Clegg was speaking at the Commons Procedure Committee of the United Kingdom Parliament, which began hearings into OTs and their lack of representation in the British Parliament on Monday. Earlier this year, the UK launched a new inquiry into the constitutional arrangements of the Cayman Islands and other Overseas Territories to determine if its relationship with them is satisfactory and appropriate in the 21st Century.
Chairman of the Procedure Committee, Karen Bradley, said, “the UK has 14 overseas territories, 10 of which are inhabited.
“The inhabited territories have their own executive and legislature systems, but no direct representation in the UK Parliament. Our inquiry will explore Parliament’s role in creating legislation that impacts the Overseas Territories, the options for reform, and what effective representation could look like,” she said before the start of the proceedings.
Clegg, who highlighted the need for consultation in his presentation, said that OTs resent when legislation is passed broadly as the territories often do not share the same opinions.
“I think there is a great resentment, if you can call it that, when legislation is imposed in a rather non-discriminatory way,” he said.
John Davies, chief executive of the Commonwealth Parliamentary Association UK, agreed with Clegg, stating, “You are going to get different views on each subject and on the general principle.”

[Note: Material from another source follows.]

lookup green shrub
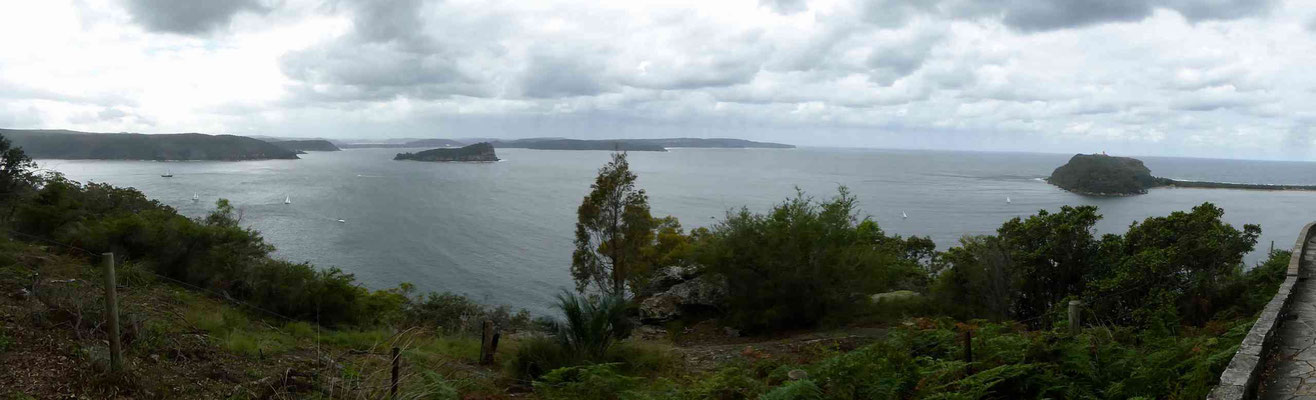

“I completely agree with Peter on consultation. As with any of us, if something is being done to you, you feel an inevitable impulse to want to have some input into that,” he added.
He added that the CPA works with the various legislatures of the OTs, each of which feels a duty to the people it represents.
“Sometimes they genuinely feel that they are not able to discharge that responsibility because they don’t have a way of inputting into that legislation,” Davies said.
Clegg said the Foreign and Commonwealth Office was aware of the importance of consent and not extending Britain’s authority too far; however, he noted that the passing of some controversial legislations has resulted in OTs discussing independence.
“I think that is an interesting issue in terms of where they are right now and where the further autonomy or further change could be given, and the British Government feels that because they have ultimate responsibility for the territories, they need the levers of power in control just to make sure things are going well,” Clegg stated.
Speaking on the awareness of parliamentarians on OT's, Clegg said there were a “small number of very committed” MPs and Lords who are aware and engage significantly, although many do not.
He suggested that there be “some kind of an exercise to just talk more to parliamentarians about the OTs, about the Crown Dependencies, about their differences, about their relationships, what the UK Parliament could do and can’t do.”
“That would be quite a concerted and long-term project, but the greater the knowledge, the greater the understanding, the easier it would be in some cases for the territories to influence and make their arguments and representations,” he added.